Former Seahawks fullback Derrick Coleman, here running in a game against Cleveland in December, was charged Friday by the King County prosecutor with vehicular assault and felony hit and run. The two felonies are from a two-car crash Oct. 14 in Bellevue.
Former Seahawks fullback Derrick Coleman, here running in a game against Cleveland in December, was charged Friday by the King County prosecutor with vehicular assault and felony hit and run. The two felonies are from a two-car crash Oct. 14 in Bellevue. AP

The King County prosecutor on Friday charged former Seahawks fullback Derrick Coleman with vehicular assault and felony hit and run as the result of a long investigation into a two-car crash in the Seattle suburb of Bellevue in October.

Coleman, currently unsigned as a free agent after his $1,485,000 Seahawks contract expired in January, is scheduled for arraignment in courtroom 1201 of the King County Courthouse in downtown Seattle on June 16 at 8:30 a.m. He could face jail time of 12 to 14 months if he’s convicted of the two felony charges. That is according to Dan Donohoe, spokesman for King County prosecutor Daniel Satterberg.

A Bellevue police report from the incident on Oct. 14 involving Coleman’s Dodge Ram pickup truck and a Honda Civic about 2 1/2 hours after a Seahawks practice in nearby Renton said Coleman admitted smoking “Spice” about an hour before the crash. “Spice” is a common nickname for synthetic marijuana. Police say Coleman was driving 60 miles per hour in a 35-mph zone on a city street before he slammed his truck into the back of the Honda. The report states Coleman kept the accelerator down “100%” after the initial contact and drove the Civic off the road approximately 260 feet, causing it to flip over and leaving the 56-year-old driver with what was initially termed a head injury and also subsequently a fractured collarbone. The police reported Coleman then left the scene of the crash barefoot.
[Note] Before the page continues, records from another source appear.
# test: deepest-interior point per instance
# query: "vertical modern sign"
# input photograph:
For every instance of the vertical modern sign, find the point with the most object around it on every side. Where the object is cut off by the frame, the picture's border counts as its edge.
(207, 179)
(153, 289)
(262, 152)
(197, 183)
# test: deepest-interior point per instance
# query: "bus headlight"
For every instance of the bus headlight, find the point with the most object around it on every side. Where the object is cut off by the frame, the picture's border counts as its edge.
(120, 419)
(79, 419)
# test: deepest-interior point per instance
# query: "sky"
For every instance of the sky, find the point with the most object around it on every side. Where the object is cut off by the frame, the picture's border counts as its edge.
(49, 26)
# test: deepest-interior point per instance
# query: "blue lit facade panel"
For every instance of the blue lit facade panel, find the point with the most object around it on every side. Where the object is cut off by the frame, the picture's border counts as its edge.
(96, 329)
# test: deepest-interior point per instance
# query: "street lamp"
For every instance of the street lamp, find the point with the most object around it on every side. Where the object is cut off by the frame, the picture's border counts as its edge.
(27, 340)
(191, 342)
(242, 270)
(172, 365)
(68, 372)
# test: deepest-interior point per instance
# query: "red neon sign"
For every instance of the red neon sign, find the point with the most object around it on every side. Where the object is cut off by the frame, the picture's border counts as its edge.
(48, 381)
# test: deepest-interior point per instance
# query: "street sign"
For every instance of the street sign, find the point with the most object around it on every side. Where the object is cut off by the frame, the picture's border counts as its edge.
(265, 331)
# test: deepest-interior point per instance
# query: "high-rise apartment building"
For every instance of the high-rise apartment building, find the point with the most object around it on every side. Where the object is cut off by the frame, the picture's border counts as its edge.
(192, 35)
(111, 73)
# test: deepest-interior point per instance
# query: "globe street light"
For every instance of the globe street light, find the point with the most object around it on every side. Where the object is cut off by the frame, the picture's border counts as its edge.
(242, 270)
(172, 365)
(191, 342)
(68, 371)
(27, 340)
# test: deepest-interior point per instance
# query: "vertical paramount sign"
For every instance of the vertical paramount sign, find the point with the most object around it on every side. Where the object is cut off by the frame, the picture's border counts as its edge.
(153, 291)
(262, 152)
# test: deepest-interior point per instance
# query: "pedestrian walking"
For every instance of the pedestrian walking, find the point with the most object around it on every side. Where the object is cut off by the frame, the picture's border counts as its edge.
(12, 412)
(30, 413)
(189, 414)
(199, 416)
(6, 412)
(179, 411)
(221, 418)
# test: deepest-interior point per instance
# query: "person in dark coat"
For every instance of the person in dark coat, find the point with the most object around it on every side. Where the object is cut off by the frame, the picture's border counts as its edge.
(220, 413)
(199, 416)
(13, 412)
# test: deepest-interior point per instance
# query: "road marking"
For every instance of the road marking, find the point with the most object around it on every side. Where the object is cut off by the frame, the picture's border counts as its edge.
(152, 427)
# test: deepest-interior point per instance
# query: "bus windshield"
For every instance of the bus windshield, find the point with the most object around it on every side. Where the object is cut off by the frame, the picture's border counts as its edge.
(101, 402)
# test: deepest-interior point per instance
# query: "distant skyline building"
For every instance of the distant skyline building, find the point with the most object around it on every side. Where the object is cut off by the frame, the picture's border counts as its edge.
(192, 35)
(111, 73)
Coleman was booked into the King County Jail in Seattle early on a Thursday in October and was denied bail, days after he played for Seattle in its overtime loss at Cincinnati. The player’s attorneys said then their client may have fallen asleep behind the wheel.

The Seahawks suspended him indefinitely a day after the crash then reinstated him to the roster five days later while the investigation began. He did not play in the Oct. 18 loss to Carolina, then played in Seattle’s final 12 games of the 2015 season, including two playoff games.

The Seahawks have never stated what role the crash and investigation had, if any, in their decision not to re-sign their three-year fullback following January’s playoff loss at Carolina.

Coleman played in 36 regular-season and postseason games from 2013-15 for the Seahawks, including in their win over Denver in Super Bowl 49 at the end of the 2014 season. He became a mainstay on the special-teams units in the kicking game.

Seattle also chose not to re-sign Will Tukuafu, their other fullback from last season. The Seahawks, one of the few NFL teams that still use a fullback regularly to block in its rushing offense, have been trying two former college defensive linemen at the position during offseason drills this spring. That includes former University of Washington lineman Taniela Tupou.